These are exactly the types of smells people report when they get head CT scans (I've experienced it myself). Always thought it was ozone forming but perhaps it's more interesting than that.
It looks like independent hackers with a strong technical background and little regard for decorum.
Their methodology seems reasonable, and their results are plausible.
I’m reserved about the final part of the post where they moot about applications, but the core result seems solid. They elicited osmosphenes like one can elicit phosphènes by targeting the visual cortex.
1. https://en.wikipedia.org/wiki/Transcranial_focused_ultrasoun...
There's quite a lot of research in this direction (stimulation, be it ultrasound or otherwise) to tackle exactly things you mention. Not completely sure but probably stimulators to suppress epilepsy are the most common. It has been proven in animal research stimulating the right area induces visual stimuli - IIRC this has been tested and confirmed in humans as well, i.e., make people see again. And there's more going on.
In the end: everything in the brain is electrical current. Meaning that in theory stimulating the right bits can do pretty much everything.
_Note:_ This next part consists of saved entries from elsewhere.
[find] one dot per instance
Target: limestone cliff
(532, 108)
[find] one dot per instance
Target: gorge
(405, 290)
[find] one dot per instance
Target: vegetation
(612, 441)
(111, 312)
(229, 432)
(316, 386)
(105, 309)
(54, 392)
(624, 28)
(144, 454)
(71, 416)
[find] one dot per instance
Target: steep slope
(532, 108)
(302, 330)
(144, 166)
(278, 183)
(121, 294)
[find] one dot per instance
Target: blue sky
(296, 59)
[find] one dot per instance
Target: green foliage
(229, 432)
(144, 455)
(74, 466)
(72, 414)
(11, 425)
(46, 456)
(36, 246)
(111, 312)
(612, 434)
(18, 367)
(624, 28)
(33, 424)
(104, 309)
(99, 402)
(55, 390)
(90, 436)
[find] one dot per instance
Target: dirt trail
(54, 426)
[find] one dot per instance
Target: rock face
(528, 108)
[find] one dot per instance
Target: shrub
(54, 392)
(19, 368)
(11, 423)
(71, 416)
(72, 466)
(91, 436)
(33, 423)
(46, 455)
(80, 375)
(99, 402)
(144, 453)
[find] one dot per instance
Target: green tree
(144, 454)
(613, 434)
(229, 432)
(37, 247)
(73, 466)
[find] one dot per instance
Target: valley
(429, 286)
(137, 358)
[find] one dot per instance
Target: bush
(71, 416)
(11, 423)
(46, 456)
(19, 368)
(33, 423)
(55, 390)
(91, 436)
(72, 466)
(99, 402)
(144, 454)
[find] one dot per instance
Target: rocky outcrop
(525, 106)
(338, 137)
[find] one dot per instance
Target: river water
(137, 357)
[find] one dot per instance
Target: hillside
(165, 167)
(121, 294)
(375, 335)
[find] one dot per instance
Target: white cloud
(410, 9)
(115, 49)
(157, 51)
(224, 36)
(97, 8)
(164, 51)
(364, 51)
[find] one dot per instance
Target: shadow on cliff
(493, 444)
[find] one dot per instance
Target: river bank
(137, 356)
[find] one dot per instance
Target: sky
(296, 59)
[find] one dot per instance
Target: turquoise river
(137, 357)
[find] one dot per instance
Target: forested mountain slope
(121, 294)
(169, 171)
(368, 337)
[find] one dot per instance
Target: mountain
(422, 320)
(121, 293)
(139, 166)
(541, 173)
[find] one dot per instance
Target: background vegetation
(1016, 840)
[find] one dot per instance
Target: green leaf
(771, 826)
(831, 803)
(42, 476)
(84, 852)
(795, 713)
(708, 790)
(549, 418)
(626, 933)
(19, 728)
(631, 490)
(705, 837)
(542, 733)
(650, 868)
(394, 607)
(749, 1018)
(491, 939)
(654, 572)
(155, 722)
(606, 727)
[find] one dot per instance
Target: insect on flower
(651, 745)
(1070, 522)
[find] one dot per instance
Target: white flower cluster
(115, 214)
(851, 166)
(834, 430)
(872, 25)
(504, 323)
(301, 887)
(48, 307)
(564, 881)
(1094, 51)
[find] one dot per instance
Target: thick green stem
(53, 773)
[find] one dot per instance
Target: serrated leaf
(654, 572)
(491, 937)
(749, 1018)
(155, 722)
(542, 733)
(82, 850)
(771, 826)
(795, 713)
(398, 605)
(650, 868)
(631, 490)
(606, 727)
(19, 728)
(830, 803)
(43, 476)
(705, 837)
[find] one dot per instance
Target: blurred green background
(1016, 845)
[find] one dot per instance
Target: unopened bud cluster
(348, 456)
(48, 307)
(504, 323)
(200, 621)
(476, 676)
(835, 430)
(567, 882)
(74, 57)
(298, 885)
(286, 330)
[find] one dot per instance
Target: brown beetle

This reminds me a bit of the escherian staircase video from 10+ years that went viral. A bunch of college students walking down the stairs, acting amazed when they found themselves back at the top. It was great acting and video editing, but it was fake and all part of, if I recall correctly, an art project.
I don't want to dismiss it outright either, seems cool as hell. But it's remarkable to me that all it takes is a blogpost to get this amount of uncritical acceptance of a demonstration.
I think this is cool, plausible and warrants investigation, but not suspension of disbelief. There needs to be a better way to go about this than responding "what about Galileo!?" to any principled application of critical thinking.
One has to set prejudice to the side and examine the claim being made to apply criticl thinking.
These are big scientific claims, but the work is clearly too premature to make those conclusions, and it lacks the connection to prior work and peer review needed for making priority claims. It's really great hacker-tinkering work though, and it could turn into solid science if they take more care with it.
If this effect is real and truly novel, my cynical expectation is that someone already established in focused ultrasound will read this, apply a more rigorous approach, and get the recognition that they are hoping for through more establish channels.
To be frank the reason that make me question it the most is how repetitive the redaction is. Seems LLM-like.
However, that's not a valid reason to discard an interesting result.
Don't get me wrong, I would love this finding to be replicable, it would be pivotal as what other nerves could we stimulate to change perception (think pain, mental health issues, loss of senses).
Also, I wonder if this could take us closer to understand a little bit more of how the brain works. Like this could be a great way for normalizing 'inputs' and see how different brains react to it.
Very very exciting news, but I will hold on my hype until someone else can replicate this result.